Julie Lynn

Feature film director Rodrigo Garcia has a soft spot for women, and one of those women is producer Julie Lynn (Col ’88, Law ’92). Though Garcia is not the only director with whom Lynn produces films, they have collaborated on seven films and television series, most of those about women and femininity. The 2005 film Nine Lives—which follows nine women through the travails and disappointments of life—and 2008’s Passengers—in which a female protagonist uncovers the mystery behind an airplane crash—were among them. On Mother’s Day weekend Mother and Child, starring Naomi Watts, Annette Bening and Samuel L. Jackson, will premiere in theaters in Los Angeles and New York.

Mother and Child, which received high acclaim at film festivals in Toronto, San Sebastian and Virginia, and was an official selection at Sundance, tells the story of three women and the challenges they face with adoption. Lynn, however, insists it is not necessarily a film about the problematic nature of motherhood.

“It’s more about how we evolve as people over the course of our lifetimes,” Lynn says. “Really, in its essence, it’s about three women who learn to love in very different ways.”

Annette Bening plays the character of Karen, who gave up a child at the age of 14; and Naomi Watts plays the character of Elizabeth, the daughter Karen gave up. Kerry Washington plays Lucy, unable to conceive and about to adopt a child.

“Rodrigo wanted to write a story about two people who long for each other,” Lynn says. “He wanted it to be very emotional, and he chose for those two people to be women, a mother and a child.”

Garcia, who has written all the films he has directed—he is a son of the famed writer Gabriel Garcia Márquez—is often drawn to female characters. Lynn partly attributes that tendency to his family.

“He’s married to one [a woman],” she says. “He has two daughters. He finds women, their psychology, and their inner workings fascinating.”

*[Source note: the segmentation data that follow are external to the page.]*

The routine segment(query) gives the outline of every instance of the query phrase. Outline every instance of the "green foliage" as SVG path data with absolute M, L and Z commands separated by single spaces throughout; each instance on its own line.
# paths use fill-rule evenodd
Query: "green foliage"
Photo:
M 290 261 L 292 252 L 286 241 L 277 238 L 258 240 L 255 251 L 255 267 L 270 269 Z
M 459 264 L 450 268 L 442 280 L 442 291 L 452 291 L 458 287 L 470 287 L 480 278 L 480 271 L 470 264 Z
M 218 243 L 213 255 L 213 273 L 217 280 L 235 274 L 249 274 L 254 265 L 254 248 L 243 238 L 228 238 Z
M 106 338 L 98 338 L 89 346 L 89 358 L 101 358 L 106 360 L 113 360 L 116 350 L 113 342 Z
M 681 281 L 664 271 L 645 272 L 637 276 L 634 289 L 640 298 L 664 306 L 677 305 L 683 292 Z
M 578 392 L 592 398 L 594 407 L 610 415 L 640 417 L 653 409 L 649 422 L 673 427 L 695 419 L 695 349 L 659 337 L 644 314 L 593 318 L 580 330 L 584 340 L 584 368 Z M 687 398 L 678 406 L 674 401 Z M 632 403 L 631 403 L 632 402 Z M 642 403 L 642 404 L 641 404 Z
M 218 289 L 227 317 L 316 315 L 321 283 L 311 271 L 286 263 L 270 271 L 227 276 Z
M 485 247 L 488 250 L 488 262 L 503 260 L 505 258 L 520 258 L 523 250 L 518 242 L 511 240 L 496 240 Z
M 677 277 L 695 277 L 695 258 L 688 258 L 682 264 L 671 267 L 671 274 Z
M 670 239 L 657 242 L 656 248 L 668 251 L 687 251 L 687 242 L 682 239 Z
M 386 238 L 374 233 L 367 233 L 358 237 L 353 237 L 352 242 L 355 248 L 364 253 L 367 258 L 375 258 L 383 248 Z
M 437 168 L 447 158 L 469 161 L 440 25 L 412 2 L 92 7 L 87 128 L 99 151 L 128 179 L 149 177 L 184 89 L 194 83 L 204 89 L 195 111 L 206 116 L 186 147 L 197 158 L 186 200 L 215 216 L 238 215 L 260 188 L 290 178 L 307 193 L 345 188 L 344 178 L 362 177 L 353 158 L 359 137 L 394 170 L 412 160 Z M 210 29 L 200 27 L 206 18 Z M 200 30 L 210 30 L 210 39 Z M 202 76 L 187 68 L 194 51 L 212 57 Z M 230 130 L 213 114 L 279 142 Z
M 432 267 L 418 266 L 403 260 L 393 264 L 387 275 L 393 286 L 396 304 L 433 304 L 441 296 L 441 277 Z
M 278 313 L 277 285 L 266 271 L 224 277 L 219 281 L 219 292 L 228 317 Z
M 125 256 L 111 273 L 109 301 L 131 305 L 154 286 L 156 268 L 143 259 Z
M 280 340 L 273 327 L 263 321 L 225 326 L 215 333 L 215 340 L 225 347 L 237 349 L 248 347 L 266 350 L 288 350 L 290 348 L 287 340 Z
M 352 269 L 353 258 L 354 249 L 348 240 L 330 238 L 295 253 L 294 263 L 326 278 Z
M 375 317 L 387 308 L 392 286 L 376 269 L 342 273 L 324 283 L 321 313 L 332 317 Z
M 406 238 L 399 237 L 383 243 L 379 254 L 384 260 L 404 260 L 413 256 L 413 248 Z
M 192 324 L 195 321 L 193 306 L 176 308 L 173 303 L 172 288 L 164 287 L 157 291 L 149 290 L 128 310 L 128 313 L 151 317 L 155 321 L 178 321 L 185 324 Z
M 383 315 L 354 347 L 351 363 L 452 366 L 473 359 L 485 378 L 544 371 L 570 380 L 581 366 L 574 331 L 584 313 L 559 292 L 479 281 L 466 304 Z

Garcia has said that his fascination with the characters he creates allows him “to indulge my dreams of storytelling and of living other lives.” He also says that his script-writing and filmmaking satisfy his innate curiosity. “How else am I going to learn what it’s like to be another human being?”

Lynn—who is currently raising funds for a film she and Garcia want to make in Ireland starring Glenn Close, Orlando Bloom and Amanda Seyfried—works closely with Garcia on his scripts. In addition to raising money, she acts as a script consultant and both a creative and managerial partner of the director in all aspects of the filmmaking process, including casting. Lynn says the choice of Samuel L. Jackson as a romantic lead in Mother and Child was successful because of Jackson’s careful balance of the dramatic and the humorous.

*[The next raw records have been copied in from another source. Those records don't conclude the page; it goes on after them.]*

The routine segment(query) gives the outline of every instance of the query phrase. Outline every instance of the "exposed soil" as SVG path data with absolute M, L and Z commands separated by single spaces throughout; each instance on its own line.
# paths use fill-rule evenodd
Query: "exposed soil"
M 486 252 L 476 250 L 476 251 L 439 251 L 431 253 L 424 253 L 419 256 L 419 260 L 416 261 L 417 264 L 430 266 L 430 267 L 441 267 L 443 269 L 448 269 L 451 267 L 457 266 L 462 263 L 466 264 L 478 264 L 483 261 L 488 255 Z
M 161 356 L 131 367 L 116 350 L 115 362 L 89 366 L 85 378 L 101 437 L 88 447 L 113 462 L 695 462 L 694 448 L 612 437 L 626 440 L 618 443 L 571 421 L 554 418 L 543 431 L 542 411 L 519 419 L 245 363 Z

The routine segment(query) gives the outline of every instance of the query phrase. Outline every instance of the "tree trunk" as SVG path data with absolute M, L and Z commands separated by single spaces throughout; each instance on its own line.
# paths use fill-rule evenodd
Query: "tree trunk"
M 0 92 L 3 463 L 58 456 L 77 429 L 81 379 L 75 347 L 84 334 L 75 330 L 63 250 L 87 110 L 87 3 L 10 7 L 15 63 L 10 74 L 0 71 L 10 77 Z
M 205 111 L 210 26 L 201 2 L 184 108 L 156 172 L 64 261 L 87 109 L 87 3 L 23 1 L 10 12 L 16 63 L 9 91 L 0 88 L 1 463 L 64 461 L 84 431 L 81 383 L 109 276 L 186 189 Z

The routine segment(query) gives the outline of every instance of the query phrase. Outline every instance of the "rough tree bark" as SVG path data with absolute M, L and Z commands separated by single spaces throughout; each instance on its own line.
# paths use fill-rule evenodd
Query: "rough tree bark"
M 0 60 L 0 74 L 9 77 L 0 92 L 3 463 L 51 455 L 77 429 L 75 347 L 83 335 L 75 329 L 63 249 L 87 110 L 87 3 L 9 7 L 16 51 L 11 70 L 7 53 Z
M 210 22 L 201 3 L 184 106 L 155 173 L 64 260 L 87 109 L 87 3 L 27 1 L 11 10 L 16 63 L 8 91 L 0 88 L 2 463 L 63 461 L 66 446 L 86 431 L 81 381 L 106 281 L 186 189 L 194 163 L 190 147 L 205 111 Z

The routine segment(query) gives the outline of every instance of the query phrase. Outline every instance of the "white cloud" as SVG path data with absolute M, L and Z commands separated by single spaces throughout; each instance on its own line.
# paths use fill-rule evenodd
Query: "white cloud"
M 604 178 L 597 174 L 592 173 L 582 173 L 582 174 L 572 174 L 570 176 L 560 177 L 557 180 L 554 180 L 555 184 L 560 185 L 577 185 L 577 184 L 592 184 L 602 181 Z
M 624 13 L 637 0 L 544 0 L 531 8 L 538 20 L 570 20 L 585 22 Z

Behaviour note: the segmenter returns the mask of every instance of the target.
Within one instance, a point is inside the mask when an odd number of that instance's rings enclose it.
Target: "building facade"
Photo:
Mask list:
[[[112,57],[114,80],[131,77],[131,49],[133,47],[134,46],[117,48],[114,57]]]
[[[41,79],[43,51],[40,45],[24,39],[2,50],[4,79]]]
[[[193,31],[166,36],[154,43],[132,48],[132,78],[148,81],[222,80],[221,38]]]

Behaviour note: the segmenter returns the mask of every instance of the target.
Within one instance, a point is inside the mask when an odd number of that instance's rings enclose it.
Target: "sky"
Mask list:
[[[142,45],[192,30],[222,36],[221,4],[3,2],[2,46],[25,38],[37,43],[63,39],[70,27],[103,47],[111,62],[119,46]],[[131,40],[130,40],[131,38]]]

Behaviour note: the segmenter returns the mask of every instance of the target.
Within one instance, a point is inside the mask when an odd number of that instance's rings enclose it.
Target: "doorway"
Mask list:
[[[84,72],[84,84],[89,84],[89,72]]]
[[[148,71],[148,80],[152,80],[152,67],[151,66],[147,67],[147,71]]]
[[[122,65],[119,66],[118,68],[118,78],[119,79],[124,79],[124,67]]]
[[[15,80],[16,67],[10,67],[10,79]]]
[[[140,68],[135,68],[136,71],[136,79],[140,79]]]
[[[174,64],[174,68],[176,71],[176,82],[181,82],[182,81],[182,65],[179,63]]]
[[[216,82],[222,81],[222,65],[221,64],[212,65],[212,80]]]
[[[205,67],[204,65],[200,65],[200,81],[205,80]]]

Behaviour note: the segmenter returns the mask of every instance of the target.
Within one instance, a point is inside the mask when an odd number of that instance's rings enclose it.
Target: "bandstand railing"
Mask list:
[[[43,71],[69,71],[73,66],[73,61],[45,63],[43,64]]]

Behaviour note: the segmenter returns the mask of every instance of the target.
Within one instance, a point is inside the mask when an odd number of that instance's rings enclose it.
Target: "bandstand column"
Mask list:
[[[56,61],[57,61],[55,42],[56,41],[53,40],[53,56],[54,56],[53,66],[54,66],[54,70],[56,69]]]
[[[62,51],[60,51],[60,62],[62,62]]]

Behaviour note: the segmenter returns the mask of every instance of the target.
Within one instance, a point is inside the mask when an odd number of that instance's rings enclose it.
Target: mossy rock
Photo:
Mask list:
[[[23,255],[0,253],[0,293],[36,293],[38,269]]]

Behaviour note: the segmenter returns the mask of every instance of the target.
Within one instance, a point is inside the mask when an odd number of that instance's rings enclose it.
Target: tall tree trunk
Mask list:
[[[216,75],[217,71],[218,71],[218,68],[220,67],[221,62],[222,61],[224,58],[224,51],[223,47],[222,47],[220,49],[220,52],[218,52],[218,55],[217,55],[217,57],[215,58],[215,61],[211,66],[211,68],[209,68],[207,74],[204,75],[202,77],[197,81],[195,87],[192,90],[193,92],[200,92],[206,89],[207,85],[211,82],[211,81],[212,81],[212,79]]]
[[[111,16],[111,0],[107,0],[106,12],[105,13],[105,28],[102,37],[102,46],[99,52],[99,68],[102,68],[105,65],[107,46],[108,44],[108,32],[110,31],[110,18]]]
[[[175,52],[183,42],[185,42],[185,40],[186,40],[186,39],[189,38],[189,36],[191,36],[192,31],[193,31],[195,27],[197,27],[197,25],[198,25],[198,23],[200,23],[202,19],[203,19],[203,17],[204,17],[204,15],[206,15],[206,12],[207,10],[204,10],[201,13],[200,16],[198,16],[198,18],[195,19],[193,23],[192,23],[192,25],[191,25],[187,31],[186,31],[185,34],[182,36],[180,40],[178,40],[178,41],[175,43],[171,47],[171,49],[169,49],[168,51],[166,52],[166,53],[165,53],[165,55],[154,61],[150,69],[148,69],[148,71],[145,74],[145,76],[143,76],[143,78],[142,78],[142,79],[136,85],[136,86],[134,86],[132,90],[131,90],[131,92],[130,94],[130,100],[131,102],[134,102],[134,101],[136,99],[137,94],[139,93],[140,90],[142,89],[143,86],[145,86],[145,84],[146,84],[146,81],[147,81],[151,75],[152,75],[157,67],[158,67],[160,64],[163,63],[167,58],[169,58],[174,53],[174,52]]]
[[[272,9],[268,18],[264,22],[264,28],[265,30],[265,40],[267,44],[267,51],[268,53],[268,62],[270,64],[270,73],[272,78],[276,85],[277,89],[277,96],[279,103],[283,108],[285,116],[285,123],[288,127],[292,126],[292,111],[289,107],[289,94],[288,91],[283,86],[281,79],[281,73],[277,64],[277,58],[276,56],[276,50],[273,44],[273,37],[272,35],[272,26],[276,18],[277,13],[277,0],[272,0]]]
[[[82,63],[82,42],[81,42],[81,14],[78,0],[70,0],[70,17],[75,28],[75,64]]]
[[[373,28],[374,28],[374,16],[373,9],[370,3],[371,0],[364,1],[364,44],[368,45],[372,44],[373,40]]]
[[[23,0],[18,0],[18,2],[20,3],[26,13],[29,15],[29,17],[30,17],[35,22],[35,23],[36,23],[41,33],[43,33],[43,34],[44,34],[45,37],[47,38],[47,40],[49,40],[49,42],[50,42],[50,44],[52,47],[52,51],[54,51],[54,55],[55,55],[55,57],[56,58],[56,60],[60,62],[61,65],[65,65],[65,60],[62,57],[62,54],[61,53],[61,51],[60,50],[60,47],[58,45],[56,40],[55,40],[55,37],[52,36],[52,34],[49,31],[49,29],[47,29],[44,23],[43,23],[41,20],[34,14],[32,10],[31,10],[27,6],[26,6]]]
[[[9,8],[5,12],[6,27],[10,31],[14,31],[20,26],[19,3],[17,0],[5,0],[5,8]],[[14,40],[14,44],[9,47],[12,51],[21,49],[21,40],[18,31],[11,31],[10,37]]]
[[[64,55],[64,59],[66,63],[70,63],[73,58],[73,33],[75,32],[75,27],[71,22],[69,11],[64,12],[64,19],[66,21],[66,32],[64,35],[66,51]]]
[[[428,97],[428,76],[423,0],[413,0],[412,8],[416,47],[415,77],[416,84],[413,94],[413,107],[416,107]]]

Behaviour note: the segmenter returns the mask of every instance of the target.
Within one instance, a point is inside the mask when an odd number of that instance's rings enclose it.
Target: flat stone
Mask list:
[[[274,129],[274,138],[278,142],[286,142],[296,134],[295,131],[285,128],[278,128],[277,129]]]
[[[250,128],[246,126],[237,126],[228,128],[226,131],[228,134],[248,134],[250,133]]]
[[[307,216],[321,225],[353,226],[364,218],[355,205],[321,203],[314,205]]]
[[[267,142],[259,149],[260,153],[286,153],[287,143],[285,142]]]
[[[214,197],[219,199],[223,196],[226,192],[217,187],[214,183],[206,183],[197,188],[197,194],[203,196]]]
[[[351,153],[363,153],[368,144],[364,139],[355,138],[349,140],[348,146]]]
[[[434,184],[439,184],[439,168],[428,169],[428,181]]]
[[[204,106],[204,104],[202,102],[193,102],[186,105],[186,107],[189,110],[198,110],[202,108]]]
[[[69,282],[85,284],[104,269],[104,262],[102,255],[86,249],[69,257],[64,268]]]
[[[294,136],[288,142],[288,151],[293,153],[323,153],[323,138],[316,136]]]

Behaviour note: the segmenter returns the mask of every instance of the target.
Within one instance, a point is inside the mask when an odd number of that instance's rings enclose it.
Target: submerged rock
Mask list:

“Here’s the thing about Rodrigo: he always tells me that he doesn’t fully know who the character is until the actor tells him,” Lynn says. “There was a lot of humor on the page, but we didn’t realize how much of it was there until the actors got their paws on it.”

Lynn says that she has always loved films, and that her current role of producer is the perfect combination of her passions for creativity and business. She says that she owes a lot to UVA for her personal development.

“I think I came of age at UVA,” Lynn says. “The student-run ethos of life there was a valuable teaching device.”

Lynn is certainly a self-starter. In 1999, she formed her own production company, Mockingbird Pictures, which has produced films such as The Jane Austen Book Club. She was also a story consultant for the Oscar-winning Up, which she still considers one of the year’s best films. It isn’t hard to see why Garcia stays so close with Lynn—she appears not only to be a film aficionado, but also one of the harder working and more dedicated producers in Hollywood.

Although it is distributed by Sony Pictures Classics, Mother and Child is a small and independent film, told in a quiet, restrained way. Garcia prefers the intimate scale, saying he is more interested in films about interpersonal relationships than in films that try to take on too much. He says that, above all things, “your movie has to have honesty in it.”

Lynn agrees. “It all starts with Rodrigo’s vision,” she says, “then he invites the collaboration of the cast and crew ... and it becomes something none of us could have predicted.”